Warum diese Lücke wichtig ist
Die Unterscheidung zwischen Nachrichten pro Sekunde und Transaktionen pro Sekunde ist entscheidend. Ein RPC-Node kann Tausende von Leseanfragen verarbeiten – Kontostandsabfragen, Ledger-Abfragen, Abonnement-Updates –, die nie zu einer Transaktion im Ledger führen. Die Zählung aller eingehenden Nachrichten, einschließlich Pings, Statusprüfungen und fehlgeschlagener Anfragen, liefert stets eine größere Zahl als die Zählung tatsächlich verarbeiteter Transaktionen.
Für XRP ist das specifically relevant, weil Ripple das XRPL als Infrastruktur für institutionelle Zahlungsabwicklung und dezentralen Börsenhandel positioniert. Beide Anwendungsfälle erfordern vorhersehbare, überprüfbare Leistung unter anhaltender Last – keine theoretischen Spitzenwerte aus Laborbedingungen. Auch für Entwickler bei der Infrastrukturwahl ist es relevant: Kapazitätsplanung auf Basis überhöhter Zahlen führt zu unterdimensionierten Systemen und Ausfällen bei Lastspitzen.

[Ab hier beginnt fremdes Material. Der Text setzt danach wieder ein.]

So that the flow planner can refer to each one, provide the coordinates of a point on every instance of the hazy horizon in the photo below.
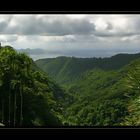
(78, 35)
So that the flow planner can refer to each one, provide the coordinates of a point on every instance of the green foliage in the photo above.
(66, 70)
(27, 97)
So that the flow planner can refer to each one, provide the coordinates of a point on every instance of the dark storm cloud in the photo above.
(29, 51)
(30, 25)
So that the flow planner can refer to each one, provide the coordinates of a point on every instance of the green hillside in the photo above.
(105, 98)
(66, 70)
(28, 97)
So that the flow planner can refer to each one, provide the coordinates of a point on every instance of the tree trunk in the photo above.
(9, 108)
(2, 111)
(21, 104)
(15, 107)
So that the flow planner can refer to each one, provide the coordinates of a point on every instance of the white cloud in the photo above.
(71, 33)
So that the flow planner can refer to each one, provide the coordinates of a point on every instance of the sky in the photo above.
(79, 35)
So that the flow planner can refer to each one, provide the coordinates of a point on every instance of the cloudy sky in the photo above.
(80, 35)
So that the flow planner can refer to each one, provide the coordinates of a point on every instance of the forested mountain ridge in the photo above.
(27, 96)
(105, 98)
(104, 93)
(66, 70)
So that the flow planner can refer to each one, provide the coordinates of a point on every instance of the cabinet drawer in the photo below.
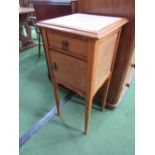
(69, 71)
(69, 44)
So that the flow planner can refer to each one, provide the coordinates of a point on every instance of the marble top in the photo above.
(84, 22)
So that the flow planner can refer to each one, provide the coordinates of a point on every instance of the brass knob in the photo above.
(65, 45)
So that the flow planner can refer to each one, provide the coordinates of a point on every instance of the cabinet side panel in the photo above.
(104, 59)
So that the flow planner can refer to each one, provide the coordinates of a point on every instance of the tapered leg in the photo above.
(56, 93)
(87, 113)
(104, 99)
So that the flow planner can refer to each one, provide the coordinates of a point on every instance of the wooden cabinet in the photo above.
(81, 54)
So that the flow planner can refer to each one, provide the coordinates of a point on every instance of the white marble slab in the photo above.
(85, 22)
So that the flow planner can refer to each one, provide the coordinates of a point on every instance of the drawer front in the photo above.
(68, 44)
(69, 70)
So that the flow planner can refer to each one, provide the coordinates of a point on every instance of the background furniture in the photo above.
(26, 40)
(122, 8)
(81, 52)
(51, 8)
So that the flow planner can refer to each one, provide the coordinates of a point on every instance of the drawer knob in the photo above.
(55, 67)
(65, 45)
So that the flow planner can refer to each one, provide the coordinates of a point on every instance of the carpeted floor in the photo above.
(110, 132)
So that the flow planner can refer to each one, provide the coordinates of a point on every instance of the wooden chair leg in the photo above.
(88, 108)
(104, 99)
(56, 94)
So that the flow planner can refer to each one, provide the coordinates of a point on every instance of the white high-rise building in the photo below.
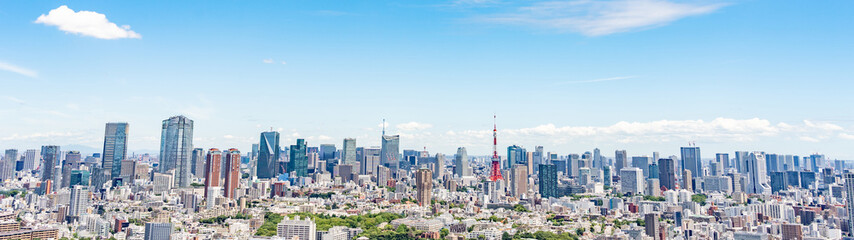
(461, 163)
(304, 229)
(756, 177)
(631, 180)
(79, 200)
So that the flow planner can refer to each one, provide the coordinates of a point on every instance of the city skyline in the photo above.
(723, 75)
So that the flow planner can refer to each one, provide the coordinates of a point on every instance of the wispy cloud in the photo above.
(86, 23)
(597, 80)
(17, 69)
(597, 18)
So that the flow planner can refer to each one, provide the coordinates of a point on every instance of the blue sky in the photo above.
(645, 75)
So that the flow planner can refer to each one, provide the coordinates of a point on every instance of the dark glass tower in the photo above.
(268, 155)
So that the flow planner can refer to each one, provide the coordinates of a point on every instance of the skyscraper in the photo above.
(424, 183)
(349, 154)
(516, 155)
(232, 172)
(327, 151)
(7, 167)
(631, 181)
(756, 177)
(212, 168)
(115, 150)
(461, 163)
(176, 145)
(849, 200)
(268, 155)
(299, 161)
(548, 180)
(50, 156)
(620, 160)
(691, 161)
(519, 178)
(390, 152)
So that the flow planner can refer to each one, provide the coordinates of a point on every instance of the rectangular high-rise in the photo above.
(176, 145)
(691, 161)
(115, 150)
(7, 167)
(348, 156)
(268, 155)
(232, 172)
(50, 155)
(298, 165)
(390, 151)
(548, 180)
(212, 169)
(424, 184)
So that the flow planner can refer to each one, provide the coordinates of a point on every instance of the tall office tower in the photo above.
(653, 187)
(849, 200)
(741, 161)
(7, 167)
(723, 162)
(621, 160)
(232, 172)
(299, 161)
(538, 156)
(424, 184)
(816, 162)
(212, 169)
(349, 154)
(50, 156)
(519, 178)
(516, 155)
(792, 231)
(548, 180)
(691, 161)
(687, 180)
(606, 175)
(652, 225)
(572, 163)
(176, 145)
(327, 151)
(631, 180)
(390, 151)
(31, 159)
(756, 176)
(115, 150)
(778, 181)
(642, 163)
(198, 163)
(461, 163)
(79, 201)
(439, 166)
(158, 231)
(296, 229)
(268, 155)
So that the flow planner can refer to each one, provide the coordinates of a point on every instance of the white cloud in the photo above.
(597, 18)
(413, 126)
(85, 23)
(19, 70)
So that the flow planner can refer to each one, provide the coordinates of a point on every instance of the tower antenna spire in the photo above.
(496, 165)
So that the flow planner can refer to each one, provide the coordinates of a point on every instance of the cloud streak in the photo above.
(86, 23)
(17, 69)
(599, 18)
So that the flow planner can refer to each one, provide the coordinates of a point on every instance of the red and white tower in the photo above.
(496, 165)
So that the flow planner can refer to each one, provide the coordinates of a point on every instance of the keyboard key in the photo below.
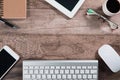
(66, 71)
(71, 71)
(30, 71)
(69, 76)
(38, 76)
(46, 71)
(90, 76)
(94, 76)
(49, 77)
(79, 76)
(84, 76)
(61, 71)
(87, 71)
(64, 76)
(53, 76)
(27, 76)
(78, 67)
(74, 76)
(51, 71)
(41, 71)
(82, 71)
(93, 71)
(36, 71)
(59, 76)
(26, 72)
(33, 76)
(43, 76)
(76, 71)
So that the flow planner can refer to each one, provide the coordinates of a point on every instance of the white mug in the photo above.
(110, 11)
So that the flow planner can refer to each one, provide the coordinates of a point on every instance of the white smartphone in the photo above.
(7, 59)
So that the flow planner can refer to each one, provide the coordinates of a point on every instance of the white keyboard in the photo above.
(60, 70)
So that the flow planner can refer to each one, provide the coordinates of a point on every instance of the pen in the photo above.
(8, 23)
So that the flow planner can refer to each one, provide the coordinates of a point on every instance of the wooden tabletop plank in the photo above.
(44, 19)
(62, 47)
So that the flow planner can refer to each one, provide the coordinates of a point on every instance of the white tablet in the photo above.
(67, 7)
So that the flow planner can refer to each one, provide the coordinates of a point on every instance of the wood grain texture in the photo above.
(48, 34)
(44, 19)
(62, 47)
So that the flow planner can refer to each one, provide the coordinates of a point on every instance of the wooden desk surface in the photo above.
(44, 19)
(38, 37)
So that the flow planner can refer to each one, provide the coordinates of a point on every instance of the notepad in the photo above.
(13, 9)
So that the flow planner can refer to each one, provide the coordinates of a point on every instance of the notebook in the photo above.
(13, 9)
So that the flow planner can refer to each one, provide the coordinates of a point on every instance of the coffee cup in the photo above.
(111, 7)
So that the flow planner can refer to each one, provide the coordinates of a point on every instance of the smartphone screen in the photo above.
(6, 61)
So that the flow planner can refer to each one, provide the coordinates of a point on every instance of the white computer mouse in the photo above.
(110, 57)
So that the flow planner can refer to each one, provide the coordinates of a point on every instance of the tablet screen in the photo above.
(68, 4)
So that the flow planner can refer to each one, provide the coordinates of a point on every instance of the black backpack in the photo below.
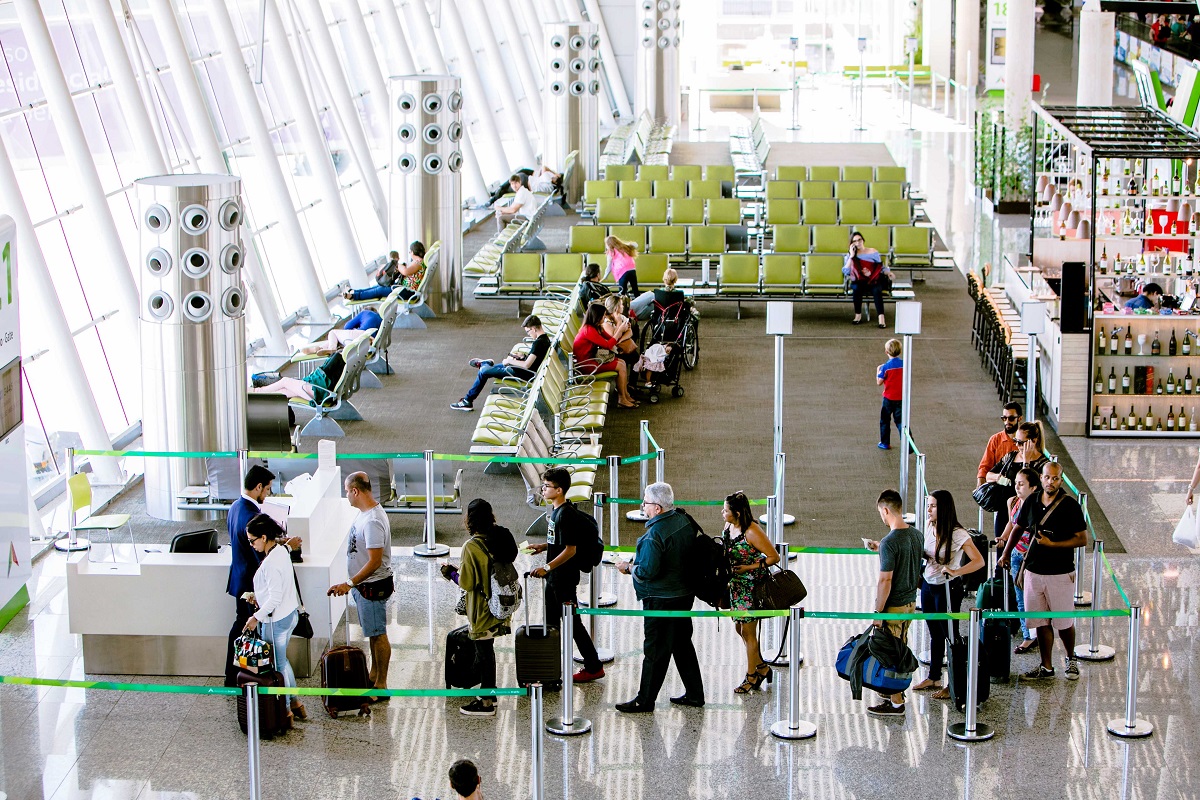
(708, 566)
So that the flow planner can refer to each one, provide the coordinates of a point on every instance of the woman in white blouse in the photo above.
(276, 597)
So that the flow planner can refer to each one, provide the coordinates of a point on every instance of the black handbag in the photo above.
(779, 590)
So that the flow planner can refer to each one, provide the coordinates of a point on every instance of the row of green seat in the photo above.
(839, 190)
(658, 211)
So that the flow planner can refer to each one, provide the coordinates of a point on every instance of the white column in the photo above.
(393, 32)
(52, 324)
(301, 266)
(132, 107)
(473, 91)
(609, 58)
(1019, 62)
(1097, 30)
(517, 125)
(517, 50)
(203, 137)
(343, 103)
(317, 149)
(106, 250)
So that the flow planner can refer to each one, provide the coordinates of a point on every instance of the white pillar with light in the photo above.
(1033, 322)
(907, 325)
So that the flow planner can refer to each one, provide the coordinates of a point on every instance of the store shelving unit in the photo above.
(1132, 174)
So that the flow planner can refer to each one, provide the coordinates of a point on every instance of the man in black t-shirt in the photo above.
(1057, 524)
(564, 534)
(513, 366)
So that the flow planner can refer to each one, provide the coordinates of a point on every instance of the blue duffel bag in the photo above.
(889, 677)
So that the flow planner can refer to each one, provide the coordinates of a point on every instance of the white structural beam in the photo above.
(316, 148)
(52, 324)
(133, 107)
(474, 97)
(303, 269)
(343, 103)
(202, 136)
(107, 247)
(519, 126)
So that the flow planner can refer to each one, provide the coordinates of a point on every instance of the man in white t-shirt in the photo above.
(522, 204)
(369, 564)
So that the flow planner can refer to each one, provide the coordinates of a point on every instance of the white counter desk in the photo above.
(169, 614)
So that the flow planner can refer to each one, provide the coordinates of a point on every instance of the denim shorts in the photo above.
(372, 614)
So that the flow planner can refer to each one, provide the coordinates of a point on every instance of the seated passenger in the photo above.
(595, 352)
(408, 277)
(513, 366)
(868, 274)
(1150, 296)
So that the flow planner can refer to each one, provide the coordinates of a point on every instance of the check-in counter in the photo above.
(168, 614)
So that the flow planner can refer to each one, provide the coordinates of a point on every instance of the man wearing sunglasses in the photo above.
(1000, 445)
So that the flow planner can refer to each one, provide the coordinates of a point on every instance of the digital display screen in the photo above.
(11, 397)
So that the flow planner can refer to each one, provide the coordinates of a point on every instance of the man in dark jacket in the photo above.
(658, 570)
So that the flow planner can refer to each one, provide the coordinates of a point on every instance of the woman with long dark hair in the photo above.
(946, 543)
(750, 554)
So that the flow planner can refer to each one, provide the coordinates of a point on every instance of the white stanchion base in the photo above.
(1140, 728)
(784, 729)
(65, 546)
(959, 731)
(1102, 653)
(573, 727)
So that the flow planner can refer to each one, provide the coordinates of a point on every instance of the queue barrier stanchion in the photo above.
(595, 599)
(252, 744)
(568, 725)
(1131, 727)
(1093, 650)
(972, 729)
(793, 727)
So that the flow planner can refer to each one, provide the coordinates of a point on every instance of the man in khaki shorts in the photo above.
(1057, 524)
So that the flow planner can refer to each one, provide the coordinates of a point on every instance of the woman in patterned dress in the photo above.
(750, 554)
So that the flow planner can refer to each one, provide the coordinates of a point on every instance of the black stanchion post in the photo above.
(1093, 650)
(972, 729)
(793, 727)
(256, 777)
(1131, 727)
(568, 725)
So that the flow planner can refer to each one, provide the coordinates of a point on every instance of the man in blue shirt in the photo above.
(659, 581)
(1150, 296)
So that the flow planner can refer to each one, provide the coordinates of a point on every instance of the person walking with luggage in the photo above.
(658, 569)
(891, 377)
(487, 546)
(946, 545)
(256, 488)
(369, 564)
(750, 555)
(567, 530)
(1000, 445)
(276, 597)
(895, 590)
(1015, 543)
(1057, 527)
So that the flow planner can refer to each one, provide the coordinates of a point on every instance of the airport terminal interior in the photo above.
(193, 191)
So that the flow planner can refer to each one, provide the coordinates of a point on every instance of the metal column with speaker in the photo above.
(192, 329)
(571, 60)
(425, 178)
(657, 90)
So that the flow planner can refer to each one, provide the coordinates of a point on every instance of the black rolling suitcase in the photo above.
(539, 651)
(957, 663)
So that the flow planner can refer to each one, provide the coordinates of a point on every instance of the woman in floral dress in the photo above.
(750, 554)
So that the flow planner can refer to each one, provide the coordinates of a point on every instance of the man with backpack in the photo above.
(571, 542)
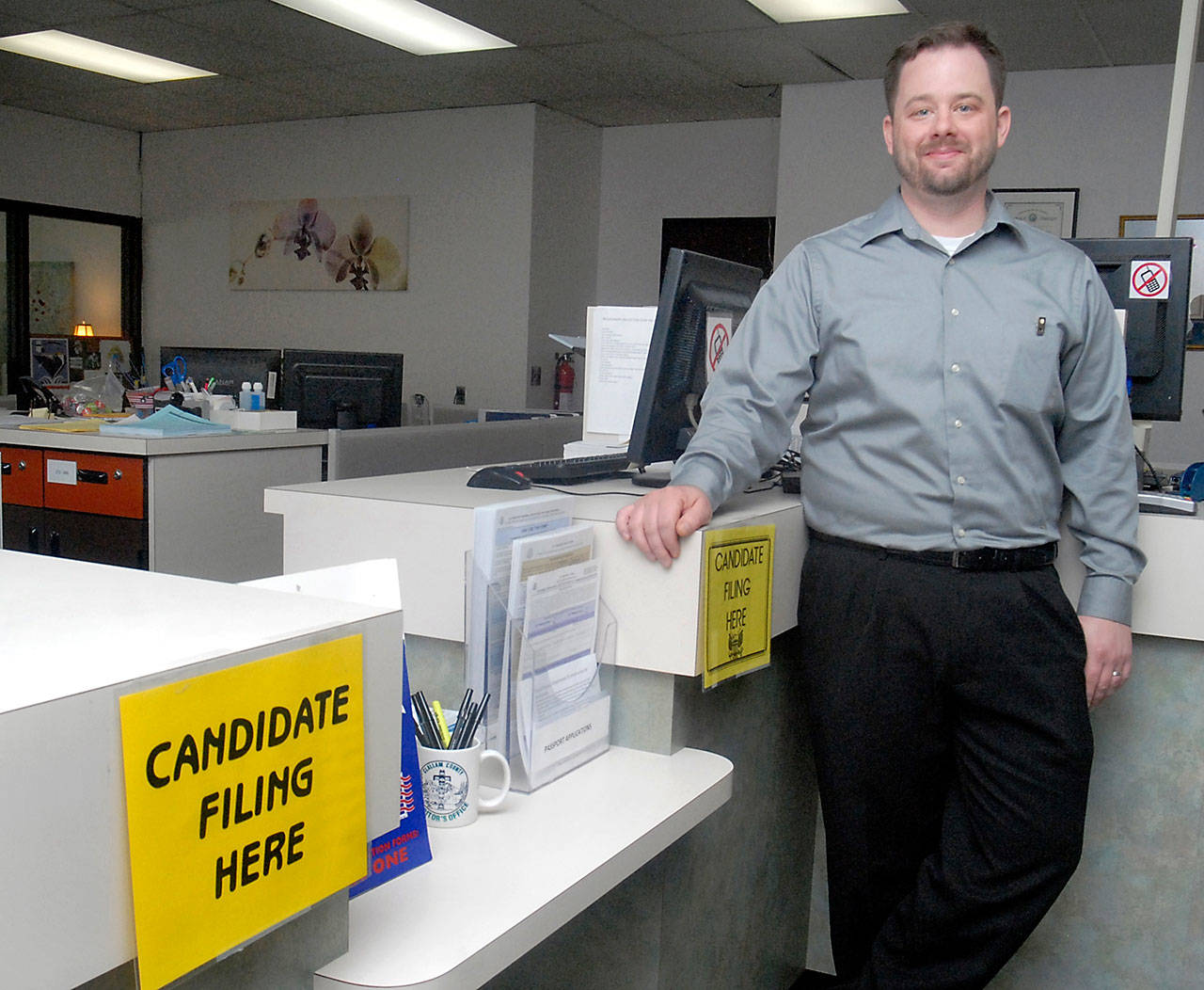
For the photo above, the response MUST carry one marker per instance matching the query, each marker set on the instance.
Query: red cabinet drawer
(105, 485)
(21, 476)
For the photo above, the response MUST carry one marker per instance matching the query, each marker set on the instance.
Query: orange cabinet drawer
(21, 476)
(106, 485)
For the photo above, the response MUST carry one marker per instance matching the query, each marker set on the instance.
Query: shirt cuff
(1104, 597)
(699, 472)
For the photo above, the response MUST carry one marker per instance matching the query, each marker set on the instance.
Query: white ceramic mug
(452, 784)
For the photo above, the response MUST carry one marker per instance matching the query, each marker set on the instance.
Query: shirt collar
(894, 217)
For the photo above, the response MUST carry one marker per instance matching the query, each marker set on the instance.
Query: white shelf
(498, 887)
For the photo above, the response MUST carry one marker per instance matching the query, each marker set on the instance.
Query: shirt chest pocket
(1031, 370)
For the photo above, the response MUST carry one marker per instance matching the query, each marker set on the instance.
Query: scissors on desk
(175, 371)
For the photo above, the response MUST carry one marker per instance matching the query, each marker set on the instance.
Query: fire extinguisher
(562, 390)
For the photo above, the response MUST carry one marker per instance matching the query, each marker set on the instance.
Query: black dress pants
(953, 747)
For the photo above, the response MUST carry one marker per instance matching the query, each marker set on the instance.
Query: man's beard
(944, 182)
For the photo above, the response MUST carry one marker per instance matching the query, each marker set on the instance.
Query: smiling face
(944, 128)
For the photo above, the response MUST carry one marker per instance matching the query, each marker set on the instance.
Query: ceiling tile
(607, 61)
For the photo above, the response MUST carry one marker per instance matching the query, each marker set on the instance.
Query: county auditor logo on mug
(452, 780)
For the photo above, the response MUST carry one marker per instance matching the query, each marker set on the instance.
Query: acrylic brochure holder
(548, 670)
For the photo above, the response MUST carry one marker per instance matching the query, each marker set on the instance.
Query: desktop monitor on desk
(228, 367)
(1149, 280)
(702, 301)
(342, 390)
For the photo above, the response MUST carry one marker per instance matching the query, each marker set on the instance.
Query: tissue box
(262, 420)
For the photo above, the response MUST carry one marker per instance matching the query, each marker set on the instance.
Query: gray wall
(468, 177)
(725, 168)
(563, 246)
(65, 163)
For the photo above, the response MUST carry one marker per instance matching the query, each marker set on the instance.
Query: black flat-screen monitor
(1149, 279)
(228, 367)
(702, 301)
(342, 390)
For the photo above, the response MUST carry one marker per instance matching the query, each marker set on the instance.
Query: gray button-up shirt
(954, 400)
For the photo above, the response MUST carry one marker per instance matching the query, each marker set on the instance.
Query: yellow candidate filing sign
(246, 801)
(737, 594)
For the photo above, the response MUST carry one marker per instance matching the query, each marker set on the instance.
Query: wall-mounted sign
(245, 795)
(737, 594)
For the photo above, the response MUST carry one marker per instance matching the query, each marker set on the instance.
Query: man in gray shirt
(966, 377)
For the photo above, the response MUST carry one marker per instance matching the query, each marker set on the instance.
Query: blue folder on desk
(408, 844)
(166, 422)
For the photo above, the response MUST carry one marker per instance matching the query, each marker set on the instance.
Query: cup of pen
(452, 769)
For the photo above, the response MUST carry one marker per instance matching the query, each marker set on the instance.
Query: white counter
(425, 520)
(78, 636)
(1165, 598)
(203, 509)
(498, 887)
(11, 431)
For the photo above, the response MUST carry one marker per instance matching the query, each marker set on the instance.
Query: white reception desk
(76, 637)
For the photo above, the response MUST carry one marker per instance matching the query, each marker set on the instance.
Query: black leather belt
(979, 559)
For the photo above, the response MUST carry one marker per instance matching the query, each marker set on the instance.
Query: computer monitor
(342, 390)
(702, 301)
(228, 367)
(1149, 280)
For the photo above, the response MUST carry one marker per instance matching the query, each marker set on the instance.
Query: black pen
(476, 720)
(460, 719)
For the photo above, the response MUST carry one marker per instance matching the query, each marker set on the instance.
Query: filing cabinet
(75, 504)
(190, 504)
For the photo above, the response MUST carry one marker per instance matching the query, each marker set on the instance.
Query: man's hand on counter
(662, 518)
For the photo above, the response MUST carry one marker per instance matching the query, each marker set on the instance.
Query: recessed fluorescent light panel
(97, 56)
(404, 24)
(790, 11)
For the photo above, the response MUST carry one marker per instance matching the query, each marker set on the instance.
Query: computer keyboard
(571, 470)
(1165, 503)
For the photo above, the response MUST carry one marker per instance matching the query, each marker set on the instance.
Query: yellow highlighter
(441, 724)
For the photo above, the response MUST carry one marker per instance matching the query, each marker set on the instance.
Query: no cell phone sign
(1150, 279)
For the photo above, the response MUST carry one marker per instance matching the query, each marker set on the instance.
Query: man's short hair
(951, 34)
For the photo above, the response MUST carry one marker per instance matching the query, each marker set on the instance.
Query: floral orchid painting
(309, 244)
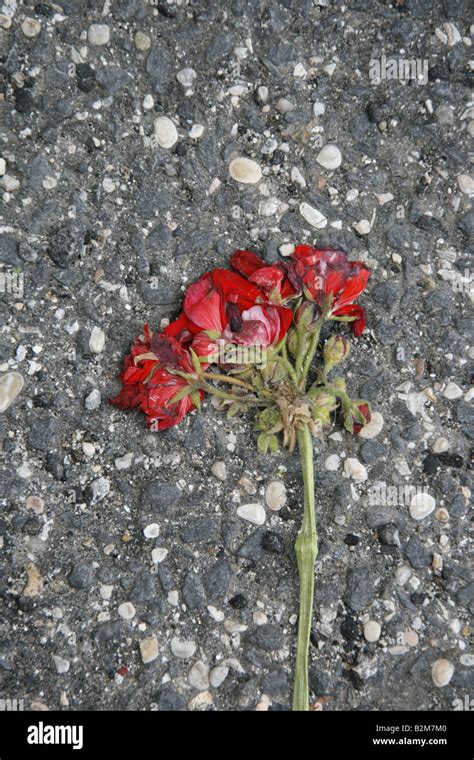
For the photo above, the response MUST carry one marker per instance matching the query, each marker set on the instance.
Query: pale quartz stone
(245, 170)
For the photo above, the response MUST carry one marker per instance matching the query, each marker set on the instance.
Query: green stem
(306, 549)
(286, 364)
(227, 379)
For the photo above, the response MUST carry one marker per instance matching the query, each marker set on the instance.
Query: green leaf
(196, 362)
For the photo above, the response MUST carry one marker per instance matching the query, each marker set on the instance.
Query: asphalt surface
(102, 229)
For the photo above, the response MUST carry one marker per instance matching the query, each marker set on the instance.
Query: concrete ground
(102, 229)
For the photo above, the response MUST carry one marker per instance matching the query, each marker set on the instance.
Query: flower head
(272, 279)
(149, 382)
(328, 278)
(223, 308)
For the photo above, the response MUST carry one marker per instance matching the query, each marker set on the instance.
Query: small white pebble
(152, 530)
(126, 610)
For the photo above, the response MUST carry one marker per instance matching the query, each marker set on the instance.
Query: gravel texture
(132, 580)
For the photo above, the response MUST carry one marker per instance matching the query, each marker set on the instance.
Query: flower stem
(227, 379)
(309, 356)
(306, 549)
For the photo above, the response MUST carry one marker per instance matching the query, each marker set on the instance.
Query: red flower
(324, 273)
(149, 386)
(273, 279)
(224, 308)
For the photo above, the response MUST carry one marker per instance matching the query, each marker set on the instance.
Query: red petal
(353, 310)
(203, 304)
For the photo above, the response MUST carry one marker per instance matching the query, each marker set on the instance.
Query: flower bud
(336, 349)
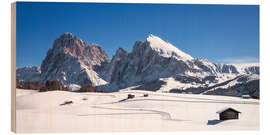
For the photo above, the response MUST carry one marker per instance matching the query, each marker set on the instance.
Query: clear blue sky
(220, 33)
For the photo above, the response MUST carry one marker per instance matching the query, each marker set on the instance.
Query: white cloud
(239, 60)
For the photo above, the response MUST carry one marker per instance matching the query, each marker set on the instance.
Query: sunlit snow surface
(46, 112)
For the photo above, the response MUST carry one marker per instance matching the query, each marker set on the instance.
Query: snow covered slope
(166, 49)
(154, 59)
(100, 112)
(73, 61)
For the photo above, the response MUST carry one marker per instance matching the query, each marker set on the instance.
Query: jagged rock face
(148, 62)
(73, 61)
(120, 54)
(28, 74)
(156, 58)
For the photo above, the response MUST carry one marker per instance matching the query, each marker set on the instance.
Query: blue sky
(219, 33)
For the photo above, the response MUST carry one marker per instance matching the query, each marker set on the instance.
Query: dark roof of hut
(227, 108)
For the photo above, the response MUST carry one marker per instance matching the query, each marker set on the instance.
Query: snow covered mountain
(153, 64)
(157, 65)
(73, 61)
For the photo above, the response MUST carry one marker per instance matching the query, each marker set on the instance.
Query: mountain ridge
(72, 61)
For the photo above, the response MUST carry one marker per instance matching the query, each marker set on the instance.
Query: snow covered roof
(227, 108)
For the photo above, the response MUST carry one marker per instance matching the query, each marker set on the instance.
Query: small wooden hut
(228, 113)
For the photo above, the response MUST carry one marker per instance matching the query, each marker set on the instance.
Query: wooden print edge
(13, 67)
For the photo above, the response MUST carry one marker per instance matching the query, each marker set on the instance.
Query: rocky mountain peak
(73, 61)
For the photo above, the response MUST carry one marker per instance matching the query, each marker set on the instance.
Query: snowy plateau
(183, 93)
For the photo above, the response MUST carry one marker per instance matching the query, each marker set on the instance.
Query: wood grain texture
(13, 67)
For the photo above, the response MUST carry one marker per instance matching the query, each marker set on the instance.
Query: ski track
(164, 115)
(221, 101)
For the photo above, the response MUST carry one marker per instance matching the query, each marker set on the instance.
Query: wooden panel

Wohin sich die XRPL-Infrastruktur tatsächlich entwickelt
Die p50-Latenz von 371 ms stellt einen bedeutsamen Fortschritt für ein dezentrales Netzwerk dar, das bei jeder Anfrage kryptografische Verifizierung durchführt. Ein Zahlungsnetzwerk, das Anfragen konsequent in unter 400 Millisekunden verarbeitet, ist für eine Bank oder einen Zahlungsanbieter nützlicher als eines, das hochtoupierten Durchsatz behauptet, aber unvorhersehbare Antwortzeiten liefert.
Der Infrastrukturstack diversifiziert sich zudem. Mehrere Anbieter bieten inzwischen dedizierte XRPL-Node-Dienste an, was die Last verteilt und Single Points of Failure reduziert. Die über 10.000 Lesezugriffe pro Sekunde auf öffentlichen Clustern deuten darauf hin, dass das Netzwerk erhebliches Abfragevolumen bewältigen kann – noch bevor dedizierte Enterprise-Systeme hinzukommen.
Da der native Automated Market Maker (AMM) des XRPL inzwischen auf der Mainnet läuft und eine EVM-kompatible Sidechain in Entwicklung ist, wird die Nachfrage an der RPC-Infrastruktur voraussichtlich über einfache Zahlungsabfragen hinauswachsen. Das macht verifizierbares, gut dokumentiertes Benchmarking – wie XRPL Labs es mit Perzentil-Latenzen veröffentlicht – zu einem nützlicheren Maßstab als virale Durchsatzbehauptungen. Das ist die Kennzahl, die es im Blick zu behalten gilt, wenn die Nutzung dieser neueren Funktionen skaliert.